There are already signs of much lower gasoline demand, as EIA reported that implied demand (product supplied) fell by 859,000 barrels and distillate demand fell by 218,000 barrels.
The market has been hit with a double edged sword with fuel demand destruction by the coronavirus pandemic and the OPEC and Russian price was flooding the market with supplies. Some energy experts still believe there is no handle to how much the world will come to a halt in fuel consumption and that it will be impossible for several months for oil to stabilize vs. fall. One oil expert has predicted that WTI crude oil price may fall below $10 in the next few months. While other warn that this is short lived, and the second half of this year could lead to a major price spike.
Refinery margins for gasoline and jet fuel fell dramatically on Monday with the RBOB/Crude crack spread posting negative prices, a sign of losing money for refining per barrel of gasoline.
Some analysts are forecasting that world petroleum demand will fall by 2.8 million bpd in 2020, which is the largest yearly drop in almost 40 years of recording data.
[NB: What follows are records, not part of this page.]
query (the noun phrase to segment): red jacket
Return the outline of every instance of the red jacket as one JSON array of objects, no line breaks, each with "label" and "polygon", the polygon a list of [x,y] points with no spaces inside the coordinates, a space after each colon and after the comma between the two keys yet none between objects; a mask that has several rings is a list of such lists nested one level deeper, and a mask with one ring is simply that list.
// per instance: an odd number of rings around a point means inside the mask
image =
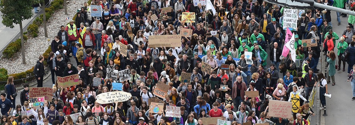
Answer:
[{"label": "red jacket", "polygon": [[[93,44],[94,46],[96,46],[96,43],[95,42],[95,35],[94,35],[94,34],[92,33],[92,32],[91,32],[91,31],[90,31],[89,34],[89,36],[90,36],[90,40],[92,40],[92,41]],[[86,32],[85,32],[85,33],[84,34],[84,36],[83,36],[83,48],[85,48],[85,37],[86,37],[87,34]]]},{"label": "red jacket", "polygon": [[[326,40],[324,40],[324,42],[323,42],[323,48],[324,47],[324,45],[325,44],[326,41]],[[331,39],[327,41],[327,46],[328,47],[328,51],[330,51],[334,50],[334,43],[333,43],[332,39]]]}]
Vitol Group’s CEO, Russell Hardy, estimates a demand loss of 15 to 20 million bpd over the next few weeks. He said the figure equates to an annual demand decline of about 5 million bpd. He also stated that refineries have cut about 7 million bpd and more cuts are coming as storage fills up. In regard to prices, he stated that they will drift lower as the demand halt is only hitting the markets now.